Darbe, Avrasyacılar, Erdoğan, Türk halkı ve Paralel Devlet yerine Erdoğan’ı desteklemeyi seçerek, darbeye katılmayı reddeden (Kemalist) ordu tarafından yenilgiye uğratıldı. Türk halkı Türkiye’yi kurtardı. Onlar 15 Temmuz’un gerçek kahramanlarıydılar.

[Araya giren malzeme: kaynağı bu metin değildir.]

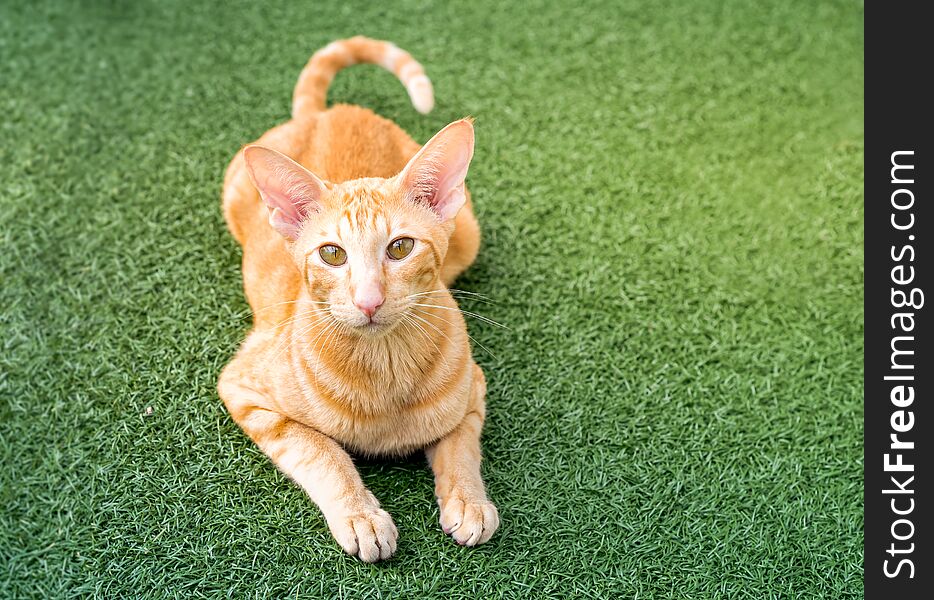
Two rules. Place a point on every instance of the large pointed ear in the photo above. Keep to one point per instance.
(290, 191)
(435, 176)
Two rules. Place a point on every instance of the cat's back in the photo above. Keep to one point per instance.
(350, 142)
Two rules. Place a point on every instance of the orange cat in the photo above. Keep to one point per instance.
(350, 235)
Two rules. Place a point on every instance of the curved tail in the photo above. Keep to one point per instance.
(312, 87)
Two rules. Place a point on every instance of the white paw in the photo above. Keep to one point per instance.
(370, 535)
(469, 523)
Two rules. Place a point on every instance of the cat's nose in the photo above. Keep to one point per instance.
(369, 302)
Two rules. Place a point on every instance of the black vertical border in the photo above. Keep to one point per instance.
(899, 70)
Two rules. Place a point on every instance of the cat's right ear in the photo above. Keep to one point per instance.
(290, 191)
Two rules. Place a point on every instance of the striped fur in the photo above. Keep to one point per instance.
(307, 384)
(312, 89)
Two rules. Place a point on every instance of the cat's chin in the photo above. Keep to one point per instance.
(372, 329)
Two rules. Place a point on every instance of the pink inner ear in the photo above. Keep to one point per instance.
(289, 190)
(435, 176)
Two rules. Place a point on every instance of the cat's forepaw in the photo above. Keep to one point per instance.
(369, 535)
(469, 523)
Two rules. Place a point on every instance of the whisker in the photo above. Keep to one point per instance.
(407, 319)
(471, 338)
(456, 293)
(466, 312)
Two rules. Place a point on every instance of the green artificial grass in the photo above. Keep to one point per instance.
(671, 202)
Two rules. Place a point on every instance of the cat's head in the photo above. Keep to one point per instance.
(366, 247)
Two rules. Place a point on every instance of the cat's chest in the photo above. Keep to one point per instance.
(388, 414)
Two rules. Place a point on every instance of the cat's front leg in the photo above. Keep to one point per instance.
(466, 513)
(321, 467)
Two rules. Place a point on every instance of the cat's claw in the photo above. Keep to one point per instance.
(369, 535)
(469, 523)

Bu Avrasyacı aksı yok etmeye çalışan bir başarısız girişim daha oldu: Büyükelçimiz Sayın Karlov’un öldürülmesi. Ancak fark ettiyseniz, bu girişim Moskova’dan şiddetli bir tepkiyi tetiklemedi. Zira dostluğa ihanet hainliği olarak (uçak krizinin ilk safhasında olduğu gibi) değerlendirilmeyip, sadece Avrasyacılarla (Türkiye ve Rusya) Atlantisciler (FETÖ ve öteki düşman ağları) arasındaki savaşta bir dönem olarak görüldü. Suriye’yi yok olmaktan kurtarmak için gerçekleştirilen ortak eylemler sırasında, giderek daha derin bir stratejik ortaklık geliştiriyoruz; Erdoğan’ın Türkiye’si ve Putin’in Rusya’sı. Rus-Türk ilişkilerinin kurtarılmasında çok önemli bir rol oynayan Azeri dostlarımıza ve Azerbaycan Devlet Başkanı Sayın Aliyev’e teşekkür etmek ve Rusya ve Türkiye’nin stratejik ortağı olarak Azerbaycan’ın rolünü vurgulamak isterim. Bu bizim için çok önemliydi; olumlu ilişkilerin sürdürülmesi ve Avrasyacı Slav-Türk ittifakının bir parçası olmaya yönelik desteğinden ötürü kendilerine minnettarız.

Bu konuşmanın sonucunda, seçimlerden sonra Türkiye için gelecekte sadece bir yol olduğunu belirtmek isterim, gerçek Türk yolu olan ve Türkiye’nin büyüklüğüne dönüşe işaret eden Avrasya yolu. Bu sadece Rusya ile bir ittifak anlamına gelmez. Avrasyacılık, kısmen Avrupalı fakat kısmen de geleneksel, muhafazakâr, dindar ve Asyalı olan Türk milletinin kimliğidir. Bizim açımızdan da durum tamamen aynıdır, çok ortak noktamız var.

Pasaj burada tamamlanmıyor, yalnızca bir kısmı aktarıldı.